La importancia de este santuario puede apreciarse en sus dimensiones. Esta iglesia tiene planta basilical con tres naves cubiertas por bóveda de cañón, y rematada en tres ábsides semicirculares en la cabecera. Éstos están decorados con arquillos lombardos y ciegos agrupados de dos en dos, moldura ajedrezada, capiteles decorativos con motivos vegetales y canecillos con rostros esquemáticos.
Puramente románica (siglos XI al XIII), la iglesia de Santa Maria de Cap d'Aran es un templo de características insólitas en el Valle de Arán, debido a dos hechos: la cripta situada bajo el altar, y la torre campanario separada de la iglesia (formando un cuerpo independiente).

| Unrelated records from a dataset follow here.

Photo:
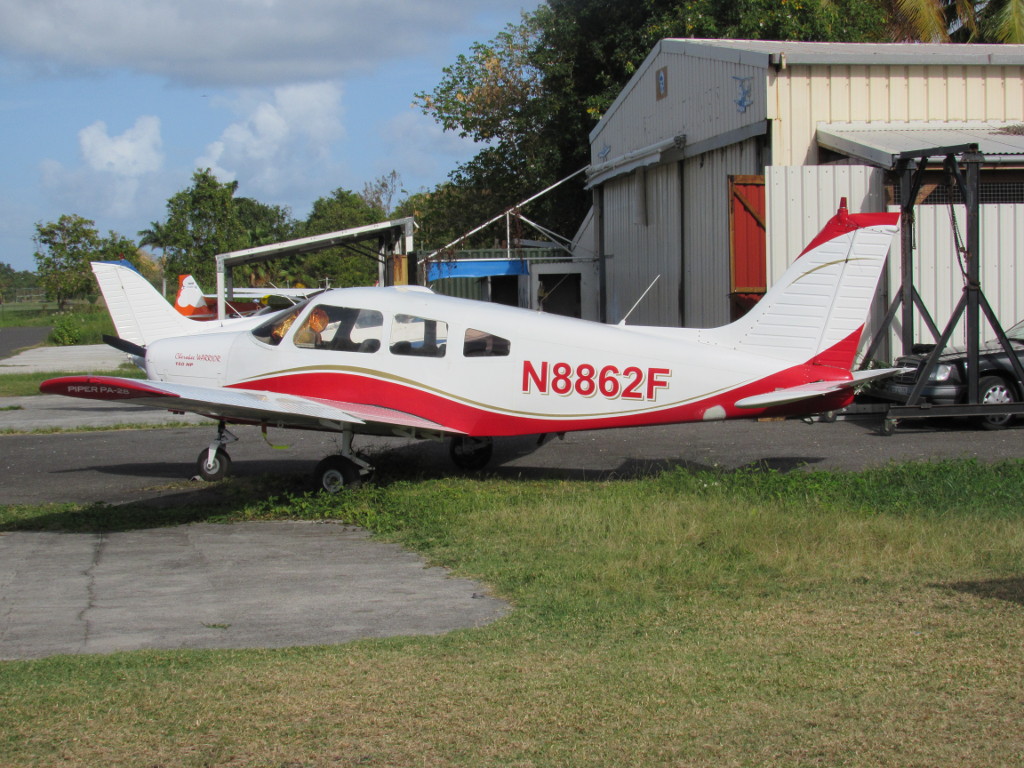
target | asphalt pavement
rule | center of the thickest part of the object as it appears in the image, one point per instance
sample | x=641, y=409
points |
x=297, y=584
x=200, y=586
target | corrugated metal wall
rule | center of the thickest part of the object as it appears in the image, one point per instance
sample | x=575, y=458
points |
x=705, y=98
x=643, y=236
x=800, y=201
x=800, y=97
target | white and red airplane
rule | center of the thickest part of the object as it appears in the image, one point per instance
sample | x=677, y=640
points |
x=403, y=360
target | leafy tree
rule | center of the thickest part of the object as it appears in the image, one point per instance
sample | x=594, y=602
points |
x=962, y=20
x=264, y=224
x=157, y=237
x=534, y=93
x=64, y=249
x=355, y=265
x=202, y=221
x=11, y=280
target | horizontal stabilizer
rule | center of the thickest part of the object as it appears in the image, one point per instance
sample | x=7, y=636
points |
x=815, y=389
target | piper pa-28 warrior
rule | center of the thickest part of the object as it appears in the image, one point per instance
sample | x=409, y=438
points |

La iglesia puede visitarse por dentro mediante visita guiada (2€) del 9 de julio al 12 de septiembre, o mediante reserva previa durante el resto del año. La verdad es que merece la pena, ya que posee unas unas pinturas murales del siglo XVI. Las originales (románicas) se las llevaron y hoy pueden contemplarse en el museo The Cloisters de Nueva York.